Es kann sehr hilfreich sein, die Prozesse und Funktionen, die in deinem Gehirn ablaufen, zu verstehen. Denn mit dem richtigen Verständnis machen für dich die Übungen und das Training als solches einen viel besseren Sinn und du kannst sie so noch besser verinnerlichen und für dich nutzen.
Dieses Mal starten wir genau umgekehrt. Es geht gleich los mit der Praxis, den sechs einfachen Übungen für mehr Leistung und Widerstandskraft. Und dann folgt das Hintergrundwissen zum Wunderwerk Gehirn. Als Bonus gibt es als krönenden Abschluss noch eine passende Flow-Übung, damit du das neuerlangte Wissen auch gleich in die Praxis umsetzen kannst.
1) Mit links die Zähne putzen:
Bist du Rechtshänder, putzt du dir die Zähne für eine Woche lang mit der linken Hand (Linkshänder putzen mit der rechten Hand) und schreibst es als Aufgabe auf einen Post-It, z.B. „Zähneputzen mit linker Hand“. Kleb es an deinen Badspiegel, um die Woche über stets daran erinnert zu werden! Erhöhe nach einer Woche den Schwierigkeitsgrad, indem du als nächstes einbeinig die Zähne putzt!

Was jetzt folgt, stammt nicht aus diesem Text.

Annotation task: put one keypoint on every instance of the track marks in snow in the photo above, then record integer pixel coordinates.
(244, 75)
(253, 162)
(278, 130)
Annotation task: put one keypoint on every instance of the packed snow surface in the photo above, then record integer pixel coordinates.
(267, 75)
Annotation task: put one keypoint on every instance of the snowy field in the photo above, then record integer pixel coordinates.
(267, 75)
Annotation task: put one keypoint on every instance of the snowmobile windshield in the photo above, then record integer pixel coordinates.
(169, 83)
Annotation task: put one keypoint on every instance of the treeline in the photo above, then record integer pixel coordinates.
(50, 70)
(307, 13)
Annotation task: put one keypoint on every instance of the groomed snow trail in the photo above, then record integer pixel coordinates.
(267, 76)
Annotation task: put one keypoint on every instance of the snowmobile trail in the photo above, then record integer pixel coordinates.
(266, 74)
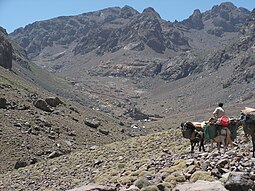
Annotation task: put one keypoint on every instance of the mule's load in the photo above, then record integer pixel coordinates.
(248, 121)
(189, 127)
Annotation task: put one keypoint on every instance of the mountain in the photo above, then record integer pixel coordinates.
(5, 50)
(126, 61)
(118, 73)
(36, 124)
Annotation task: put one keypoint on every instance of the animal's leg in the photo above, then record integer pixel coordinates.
(192, 146)
(202, 146)
(253, 144)
(218, 146)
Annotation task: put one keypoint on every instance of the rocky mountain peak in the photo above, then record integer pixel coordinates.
(127, 12)
(195, 20)
(151, 12)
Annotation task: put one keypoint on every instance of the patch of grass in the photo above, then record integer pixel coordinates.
(201, 175)
(142, 182)
(150, 188)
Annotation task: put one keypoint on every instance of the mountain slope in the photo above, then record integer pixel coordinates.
(35, 125)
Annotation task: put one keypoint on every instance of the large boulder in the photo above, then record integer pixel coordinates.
(240, 181)
(53, 101)
(94, 123)
(41, 104)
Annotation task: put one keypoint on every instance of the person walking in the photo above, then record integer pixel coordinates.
(219, 111)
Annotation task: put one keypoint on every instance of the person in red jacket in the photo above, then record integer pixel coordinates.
(219, 111)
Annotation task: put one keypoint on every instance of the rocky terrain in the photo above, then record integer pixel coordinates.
(36, 125)
(155, 162)
(121, 84)
(118, 57)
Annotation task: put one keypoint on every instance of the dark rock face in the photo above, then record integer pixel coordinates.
(226, 18)
(5, 50)
(117, 30)
(195, 20)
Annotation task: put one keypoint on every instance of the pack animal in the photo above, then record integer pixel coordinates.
(196, 137)
(248, 123)
(222, 133)
(223, 137)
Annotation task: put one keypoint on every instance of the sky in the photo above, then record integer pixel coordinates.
(19, 13)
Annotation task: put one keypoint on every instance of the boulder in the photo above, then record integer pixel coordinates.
(53, 101)
(20, 164)
(41, 104)
(92, 123)
(240, 181)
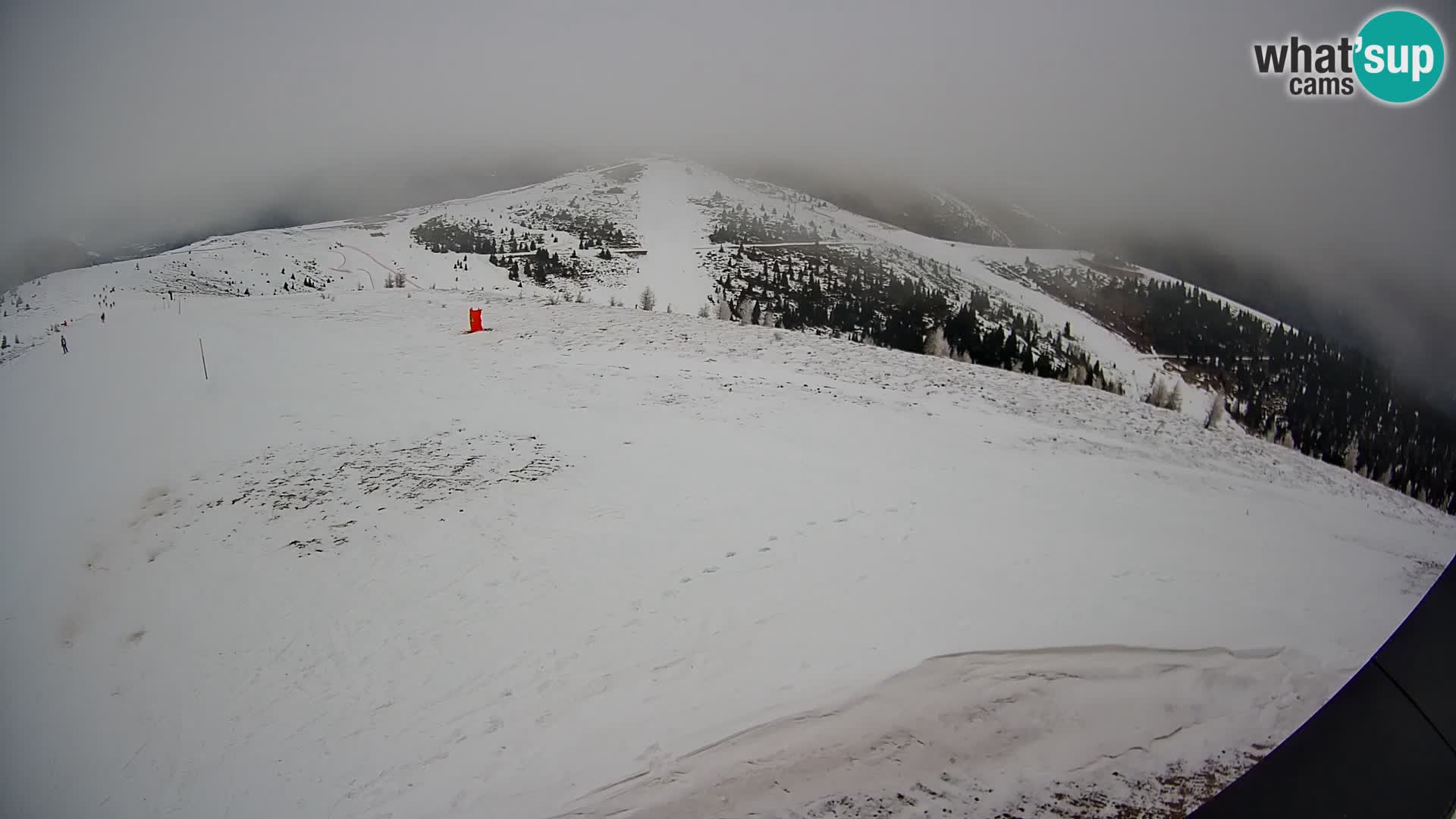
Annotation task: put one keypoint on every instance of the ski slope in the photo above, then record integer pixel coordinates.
(599, 561)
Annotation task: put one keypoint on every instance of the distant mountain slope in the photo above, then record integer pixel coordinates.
(674, 235)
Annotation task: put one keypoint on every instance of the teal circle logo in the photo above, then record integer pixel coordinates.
(1400, 55)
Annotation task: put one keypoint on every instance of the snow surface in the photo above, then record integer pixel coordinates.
(375, 566)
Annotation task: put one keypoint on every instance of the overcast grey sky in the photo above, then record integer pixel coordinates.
(143, 115)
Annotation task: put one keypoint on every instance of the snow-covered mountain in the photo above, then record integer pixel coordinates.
(607, 561)
(695, 237)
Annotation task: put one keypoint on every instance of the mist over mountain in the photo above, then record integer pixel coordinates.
(134, 123)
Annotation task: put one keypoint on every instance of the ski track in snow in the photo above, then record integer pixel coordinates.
(375, 566)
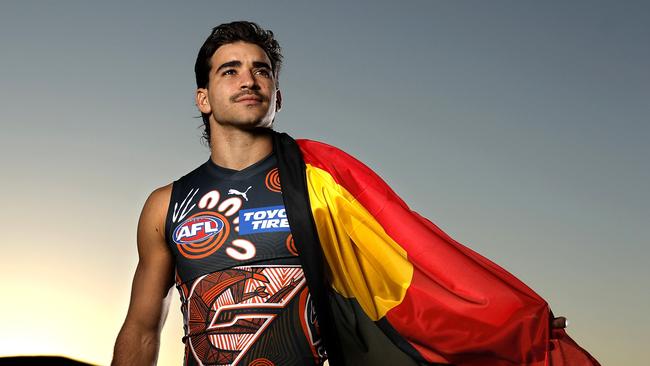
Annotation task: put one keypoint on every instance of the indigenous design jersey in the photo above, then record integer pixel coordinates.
(244, 296)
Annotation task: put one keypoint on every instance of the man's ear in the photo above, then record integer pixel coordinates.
(202, 101)
(278, 100)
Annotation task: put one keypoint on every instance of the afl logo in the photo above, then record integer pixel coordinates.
(201, 234)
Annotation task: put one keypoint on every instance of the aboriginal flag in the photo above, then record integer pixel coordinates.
(391, 288)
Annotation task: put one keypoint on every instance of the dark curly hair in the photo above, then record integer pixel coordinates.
(230, 33)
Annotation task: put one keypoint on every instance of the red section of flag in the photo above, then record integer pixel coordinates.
(459, 305)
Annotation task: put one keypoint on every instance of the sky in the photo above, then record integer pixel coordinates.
(521, 128)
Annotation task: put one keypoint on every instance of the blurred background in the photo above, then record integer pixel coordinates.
(519, 127)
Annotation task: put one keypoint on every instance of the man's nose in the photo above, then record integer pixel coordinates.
(247, 80)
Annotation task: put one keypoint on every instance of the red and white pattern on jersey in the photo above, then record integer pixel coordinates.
(272, 181)
(227, 311)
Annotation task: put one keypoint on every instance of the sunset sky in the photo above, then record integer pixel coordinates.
(521, 128)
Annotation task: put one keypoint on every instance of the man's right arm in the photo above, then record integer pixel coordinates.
(139, 339)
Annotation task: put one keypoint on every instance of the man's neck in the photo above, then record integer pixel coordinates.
(237, 149)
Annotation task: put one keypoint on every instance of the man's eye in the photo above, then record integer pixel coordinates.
(263, 72)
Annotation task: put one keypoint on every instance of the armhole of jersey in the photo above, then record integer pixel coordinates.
(170, 211)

2) Mit links Handy-Nachrichten schreiben:
Schreibst du sonst deine Handy-Nachricht mit der rechten Hand, schreibst du sie ab sofort mit links. Schreibst du sie sonst immer mit der linken Hand, tippst du sie mit rechts ein. Schreibst du sie mit beiden Händen, versuche die Nachrichten nur mit einer Hand zu schreiben.
3) Handzeichnungen:
Halte deine Hände locker vor deinem Körper ausgestreckt, so dass die Arme in etwa parallel zum Boden sind. Mit der einen Hand zeichnest du ein Quadrat in die Luft, mit der anderen Hand versuchst du gleichzeitig einen Kreis in die Luft zu zeichnen.

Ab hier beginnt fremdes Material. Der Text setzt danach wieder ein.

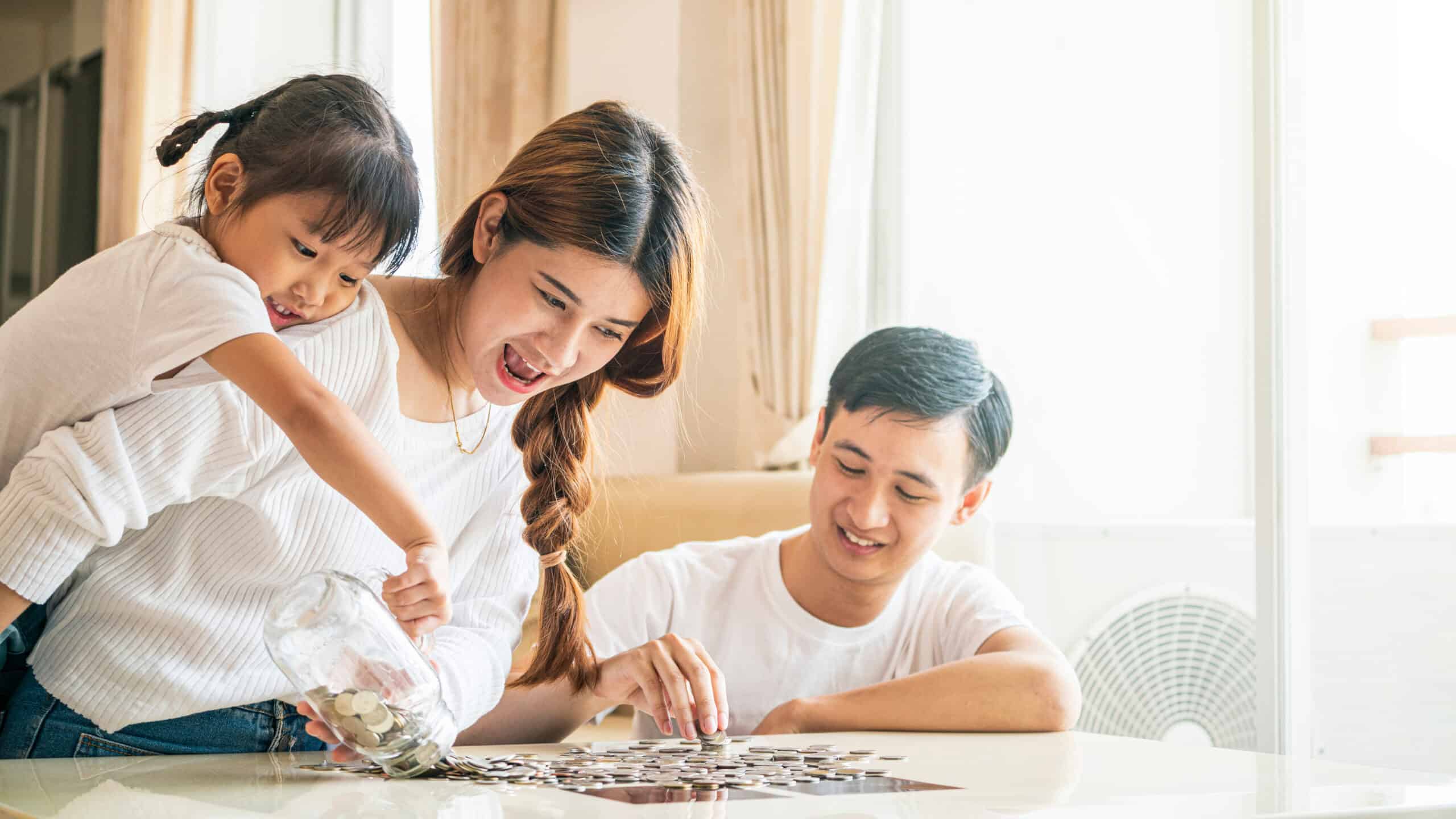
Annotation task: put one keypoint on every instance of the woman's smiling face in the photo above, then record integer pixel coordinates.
(536, 317)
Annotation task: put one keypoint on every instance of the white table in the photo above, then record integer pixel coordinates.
(1068, 774)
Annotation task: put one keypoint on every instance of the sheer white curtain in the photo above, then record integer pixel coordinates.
(859, 291)
(788, 79)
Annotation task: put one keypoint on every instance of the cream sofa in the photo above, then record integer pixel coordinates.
(640, 514)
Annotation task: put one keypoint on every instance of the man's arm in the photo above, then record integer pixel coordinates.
(1015, 682)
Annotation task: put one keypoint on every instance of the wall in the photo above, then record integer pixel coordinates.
(717, 388)
(627, 51)
(1384, 651)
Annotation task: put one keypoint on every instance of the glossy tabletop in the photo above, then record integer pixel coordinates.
(1068, 774)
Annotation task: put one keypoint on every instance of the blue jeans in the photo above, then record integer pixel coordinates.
(38, 725)
(16, 642)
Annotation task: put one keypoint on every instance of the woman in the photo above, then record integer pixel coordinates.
(577, 270)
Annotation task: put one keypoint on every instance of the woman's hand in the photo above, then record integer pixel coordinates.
(670, 677)
(420, 595)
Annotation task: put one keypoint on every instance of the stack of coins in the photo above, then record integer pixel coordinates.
(686, 766)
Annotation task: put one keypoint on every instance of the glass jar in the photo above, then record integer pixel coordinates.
(337, 643)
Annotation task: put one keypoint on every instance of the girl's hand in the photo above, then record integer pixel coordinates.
(670, 677)
(419, 597)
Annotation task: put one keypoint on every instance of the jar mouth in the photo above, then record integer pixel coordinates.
(303, 602)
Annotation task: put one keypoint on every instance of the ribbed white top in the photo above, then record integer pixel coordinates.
(181, 516)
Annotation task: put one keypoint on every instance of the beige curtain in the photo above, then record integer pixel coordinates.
(788, 71)
(493, 79)
(144, 91)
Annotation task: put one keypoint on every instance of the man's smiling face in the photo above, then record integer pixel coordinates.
(886, 487)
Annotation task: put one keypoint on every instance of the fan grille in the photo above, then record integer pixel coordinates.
(1168, 659)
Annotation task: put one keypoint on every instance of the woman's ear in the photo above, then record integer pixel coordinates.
(488, 226)
(225, 183)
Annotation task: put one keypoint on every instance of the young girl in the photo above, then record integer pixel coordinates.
(311, 188)
(576, 273)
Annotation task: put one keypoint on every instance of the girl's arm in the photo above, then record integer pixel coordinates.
(84, 486)
(341, 451)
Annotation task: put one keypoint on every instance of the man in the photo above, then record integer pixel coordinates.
(849, 623)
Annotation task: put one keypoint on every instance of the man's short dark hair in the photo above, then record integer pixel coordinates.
(928, 375)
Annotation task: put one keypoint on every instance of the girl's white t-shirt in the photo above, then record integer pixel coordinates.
(100, 336)
(731, 597)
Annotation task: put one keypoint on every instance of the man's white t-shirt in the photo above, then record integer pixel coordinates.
(730, 595)
(100, 336)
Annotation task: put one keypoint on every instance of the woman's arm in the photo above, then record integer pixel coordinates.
(11, 605)
(341, 451)
(670, 677)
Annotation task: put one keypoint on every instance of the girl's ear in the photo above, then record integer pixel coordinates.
(225, 183)
(488, 226)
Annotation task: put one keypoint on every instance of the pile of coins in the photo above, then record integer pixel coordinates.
(705, 764)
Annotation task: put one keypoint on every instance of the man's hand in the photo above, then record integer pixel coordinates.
(788, 717)
(419, 597)
(670, 677)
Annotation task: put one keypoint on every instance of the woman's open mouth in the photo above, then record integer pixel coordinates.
(279, 315)
(516, 372)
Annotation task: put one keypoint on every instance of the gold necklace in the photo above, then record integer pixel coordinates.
(490, 408)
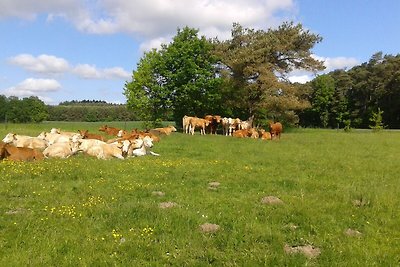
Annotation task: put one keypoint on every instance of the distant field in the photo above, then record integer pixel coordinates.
(90, 212)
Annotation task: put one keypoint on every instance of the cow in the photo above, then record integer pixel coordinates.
(53, 138)
(186, 124)
(198, 123)
(25, 141)
(86, 135)
(109, 130)
(241, 133)
(141, 147)
(102, 150)
(229, 125)
(214, 121)
(61, 150)
(275, 129)
(264, 135)
(3, 152)
(166, 130)
(58, 131)
(14, 153)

4) Schuhe im Stehen anziehen:
Versuche bei dem nächsten Schuhe anziehen, dies im Stehen zu tun, ohne dich dabei auf einen Stuhl zu setzen. Natürlich ist dabei erlaubt, die Knie leicht zu beugen. Schließlich sollst du ja auch deine Füße erreichen können. Ziehst du bereits deine Schuhe im Stehen an? Dann versuche beim nächsten Mal die Schuhe im Stehen mit geschlossenen Augen anzuziehen.

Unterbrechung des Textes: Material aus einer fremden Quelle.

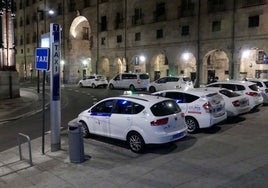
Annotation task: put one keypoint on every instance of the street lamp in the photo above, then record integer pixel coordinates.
(38, 11)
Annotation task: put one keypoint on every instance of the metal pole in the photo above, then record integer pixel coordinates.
(43, 123)
(37, 45)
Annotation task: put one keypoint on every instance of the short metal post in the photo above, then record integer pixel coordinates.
(29, 146)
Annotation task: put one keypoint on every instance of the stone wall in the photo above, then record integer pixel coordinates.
(9, 85)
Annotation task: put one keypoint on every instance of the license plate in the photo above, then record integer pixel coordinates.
(179, 135)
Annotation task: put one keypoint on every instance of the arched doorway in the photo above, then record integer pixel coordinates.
(159, 66)
(186, 65)
(215, 66)
(78, 62)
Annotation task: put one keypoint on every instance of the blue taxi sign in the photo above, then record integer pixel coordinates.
(42, 58)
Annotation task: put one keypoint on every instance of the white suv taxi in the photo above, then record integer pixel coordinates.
(202, 108)
(137, 119)
(249, 89)
(170, 82)
(93, 81)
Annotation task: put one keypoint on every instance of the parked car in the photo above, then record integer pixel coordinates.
(235, 104)
(130, 81)
(202, 108)
(243, 87)
(137, 119)
(93, 81)
(263, 86)
(170, 82)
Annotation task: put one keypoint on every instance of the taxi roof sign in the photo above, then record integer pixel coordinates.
(42, 59)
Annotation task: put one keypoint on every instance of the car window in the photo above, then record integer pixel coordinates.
(188, 98)
(144, 76)
(254, 87)
(162, 80)
(187, 79)
(266, 83)
(241, 87)
(123, 107)
(175, 95)
(104, 107)
(229, 86)
(229, 93)
(164, 108)
(214, 85)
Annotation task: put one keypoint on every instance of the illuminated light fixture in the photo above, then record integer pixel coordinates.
(142, 58)
(246, 54)
(186, 56)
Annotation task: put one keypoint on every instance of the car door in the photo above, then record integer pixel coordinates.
(179, 98)
(100, 116)
(121, 119)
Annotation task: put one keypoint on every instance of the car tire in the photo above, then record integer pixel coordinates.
(132, 88)
(85, 131)
(152, 89)
(135, 142)
(192, 124)
(111, 86)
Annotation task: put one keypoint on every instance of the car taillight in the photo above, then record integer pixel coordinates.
(252, 94)
(207, 106)
(159, 122)
(236, 103)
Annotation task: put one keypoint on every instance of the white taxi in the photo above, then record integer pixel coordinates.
(202, 108)
(137, 119)
(170, 82)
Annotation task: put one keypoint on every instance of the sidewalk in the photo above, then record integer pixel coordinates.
(236, 157)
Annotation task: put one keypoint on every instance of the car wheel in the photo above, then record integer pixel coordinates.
(85, 131)
(152, 89)
(192, 124)
(135, 142)
(111, 86)
(131, 88)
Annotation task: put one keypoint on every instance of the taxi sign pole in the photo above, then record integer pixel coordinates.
(42, 63)
(55, 108)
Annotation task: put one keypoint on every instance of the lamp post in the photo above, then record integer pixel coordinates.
(38, 11)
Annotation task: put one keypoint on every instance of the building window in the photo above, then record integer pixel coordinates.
(85, 33)
(159, 33)
(86, 3)
(103, 39)
(216, 26)
(119, 38)
(72, 6)
(185, 30)
(103, 23)
(137, 36)
(253, 21)
(160, 13)
(216, 5)
(60, 9)
(119, 20)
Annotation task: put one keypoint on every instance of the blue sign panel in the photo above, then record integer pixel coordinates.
(42, 59)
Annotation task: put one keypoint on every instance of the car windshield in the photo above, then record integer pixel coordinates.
(164, 108)
(144, 76)
(254, 87)
(229, 93)
(187, 79)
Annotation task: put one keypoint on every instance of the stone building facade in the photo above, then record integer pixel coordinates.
(226, 39)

5) Treppe rückwärts runter gehen:
Treppe rückwärts rauf oder runter gehen, aber Vorsicht! Dies solltest du zunächst ganz langsam und mit Bedacht tun. Halte dich gerade bei den ersten Versuchen am Treppengeländer fest und schaue über deine Schulter nach hinten. Wenn du darin etwas Routine hast, kannst du es dann auch ohne Blick über die Schulter und Festhalten am Treppengelände versuchen.
6) Einbeinstand:
Einbeinstand in der Warteschlange beim Einkaufen, an der Haltestelle oder in der S-Bahn, U-Bahn oder Zug. Musst du das nächste Mal an der Warteschlage im Supermarkte oder an der Haltestelle warten, dann stelle dich einfach auf ein Bein und versuche das Gleichgewicht zu halten. Das Gleiche kannst du auch während einer Fahrt in einem öffentlichen Verkehrsmittel machen. Dabei reicht es schon, wenn du das Bein leicht anhebst, so dass es etwa zwei, drei Zentimeter über dem Boden schwebt und du das Gleichgewicht zwar halten musst, aber jederzeit wieder Halt finden kannst.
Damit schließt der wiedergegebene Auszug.